Research in the UK has shown that police forces in Britain are continuing to add the DNA – and incidentally the fingerprints, although this is never mentioned – of innocent people to the DNA database despite the European Court of Human Rights ruling that it was illegal (and the government’s promise to accept the ruling). According to The Guardian newspaper today, 90,000 innocent people have been added to the National DNA database (NDNAD) since a the court ruling and the Association of Chief Police Officers (ACPO) – incidentally, a private organisation – is still telling chief constables to continue with this collection. On the other hand the process of removing individual profiles has been painfully slow: only 611 DNA profiles of innocent people have been removed, and all as a result of individual challenges in court. It seems that the police are determined to drag their feet as long as possible and, in fact, break the law quite openly. Hardly a good example…

Author: David

I'm David Murakami Wood. I live on Wolfe Island, in Ontario, and am Canada Research Chair (Tier II) in Surveillance Studies and an Associate Professor at Queen's University, Kingston.
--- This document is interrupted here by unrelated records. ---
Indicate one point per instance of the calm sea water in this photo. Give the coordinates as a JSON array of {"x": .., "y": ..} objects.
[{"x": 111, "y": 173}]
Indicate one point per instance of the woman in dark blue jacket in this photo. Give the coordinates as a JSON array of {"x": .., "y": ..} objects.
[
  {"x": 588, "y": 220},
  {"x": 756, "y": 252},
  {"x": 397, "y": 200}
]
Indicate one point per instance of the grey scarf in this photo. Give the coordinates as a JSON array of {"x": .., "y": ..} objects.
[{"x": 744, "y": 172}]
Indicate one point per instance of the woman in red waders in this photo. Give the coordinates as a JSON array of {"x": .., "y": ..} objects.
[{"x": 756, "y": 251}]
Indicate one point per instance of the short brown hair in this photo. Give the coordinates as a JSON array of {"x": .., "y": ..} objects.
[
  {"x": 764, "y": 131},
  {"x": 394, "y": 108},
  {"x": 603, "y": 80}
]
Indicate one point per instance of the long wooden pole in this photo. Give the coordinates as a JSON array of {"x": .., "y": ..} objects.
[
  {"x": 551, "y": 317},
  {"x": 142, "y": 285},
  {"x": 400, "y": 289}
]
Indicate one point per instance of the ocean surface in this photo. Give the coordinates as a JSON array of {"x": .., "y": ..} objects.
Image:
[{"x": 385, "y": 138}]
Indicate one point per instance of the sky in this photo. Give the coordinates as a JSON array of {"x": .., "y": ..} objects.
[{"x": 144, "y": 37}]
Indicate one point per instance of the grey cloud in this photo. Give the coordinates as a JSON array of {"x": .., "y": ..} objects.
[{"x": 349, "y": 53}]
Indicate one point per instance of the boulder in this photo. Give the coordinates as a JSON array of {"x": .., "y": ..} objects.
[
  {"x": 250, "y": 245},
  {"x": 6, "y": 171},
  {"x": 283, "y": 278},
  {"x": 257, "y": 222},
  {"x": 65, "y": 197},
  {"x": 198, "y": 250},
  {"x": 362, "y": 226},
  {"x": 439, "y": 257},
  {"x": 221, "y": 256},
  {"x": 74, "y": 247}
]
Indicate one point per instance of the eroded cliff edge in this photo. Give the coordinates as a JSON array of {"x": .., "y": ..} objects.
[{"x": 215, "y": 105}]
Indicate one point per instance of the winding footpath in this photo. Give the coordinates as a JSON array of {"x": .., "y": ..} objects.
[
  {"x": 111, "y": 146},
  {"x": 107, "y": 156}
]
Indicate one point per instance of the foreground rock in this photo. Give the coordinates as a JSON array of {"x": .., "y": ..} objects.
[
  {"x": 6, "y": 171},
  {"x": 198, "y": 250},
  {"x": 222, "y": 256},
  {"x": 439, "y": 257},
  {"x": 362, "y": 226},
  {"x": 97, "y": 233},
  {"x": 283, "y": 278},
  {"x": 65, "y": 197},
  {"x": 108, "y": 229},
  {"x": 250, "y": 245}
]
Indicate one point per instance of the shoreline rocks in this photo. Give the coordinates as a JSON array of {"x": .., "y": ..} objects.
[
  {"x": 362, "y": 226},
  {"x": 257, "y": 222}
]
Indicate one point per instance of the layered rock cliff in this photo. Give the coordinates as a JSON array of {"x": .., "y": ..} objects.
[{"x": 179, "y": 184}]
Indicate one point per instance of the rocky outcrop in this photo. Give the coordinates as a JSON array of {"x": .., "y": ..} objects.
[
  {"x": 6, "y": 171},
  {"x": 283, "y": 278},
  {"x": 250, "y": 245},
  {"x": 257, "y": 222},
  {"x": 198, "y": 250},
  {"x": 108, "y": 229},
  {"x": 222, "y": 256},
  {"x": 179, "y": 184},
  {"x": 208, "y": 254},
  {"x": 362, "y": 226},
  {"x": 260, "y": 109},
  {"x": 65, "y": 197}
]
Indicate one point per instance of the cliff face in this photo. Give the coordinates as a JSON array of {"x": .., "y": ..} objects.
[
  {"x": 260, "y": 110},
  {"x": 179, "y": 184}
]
5 thoughts on “UK police still adding innocent people’s DNA to database”

  1. > and incidentally the fingerprints, although this is never mentioned

    Even more rarely mentioned are palm prints. Both fingerprints and palm prints are captured in police stations on IDENT1 Livescan terminals (bought from Northrop Grumman) where your hand is held on a glass pane and scanned (i.e., no more ink). I believe that Livescan terminals are now installed in all stations. (See http://www.npia.police.uk/en/10504.htm for a bit more info.)

    Another recent news is that the detection rate is going down as the size of the NDNAD increases. http://gizmonaut.net/blog/uk/2009/10/ndnad_more_and_less_of_the_same.html

    A good resource to help with the process of requesting removal of one’s DNA profile (and destruction of the DNA sample, and deletion of the fingerprints, palm prints and associated PNC record) is http://reclaimyourdna.org/

  2. Thanks, David. The detection rate decline doesn’t surprise me, but it would probably need a data specialist to take a look and explain exactly why…

  3. David, I’d be interested to hear why the detection rate decline does not surprise you, whether it matches the hunch I mentioned in my write up or whether you have a different thoughts about it? I don’t think there’s enough data available for a data specialist to reach any conclusion, though a specialist, at this stage, would help figure out what other data we should ask for to get a better picture.

  4. I have a similar hunch, that’s all! I have some colleagues who work on these kinds of things, so I will ask them!

  5. A colleague, Jon Bright, says this:

    “I think the problem here is the difference between actual and relative stats. what you are looking at here is a fall in actual numbers (on p37), however this doesn’t necessarily indicate a fall in the detection rate. it could simply indicate a fall in the number of crime scene profiles being loaded (i.e. the number of crimes where a forensic examination of the crime scene takes place). this is what the report itself briefly claims on p.30.

    In the report, they claim that the detection rate is actually rising – on page 34 they show the crime scene to subject match as having increased since 2005 to over 58%. most of the matches occur, apparently, when new crime scene profiles are loaded on to the database, rather than when new individuals are loaded on. an increase in individuals present on the database should therefore increase the % of matches which occurs when a new crime scene is loaded on, but will not itself generate many new matches. if crime scenes being loaded are falling, the absolute number of detections should fall as well, regardless of the size of the database.”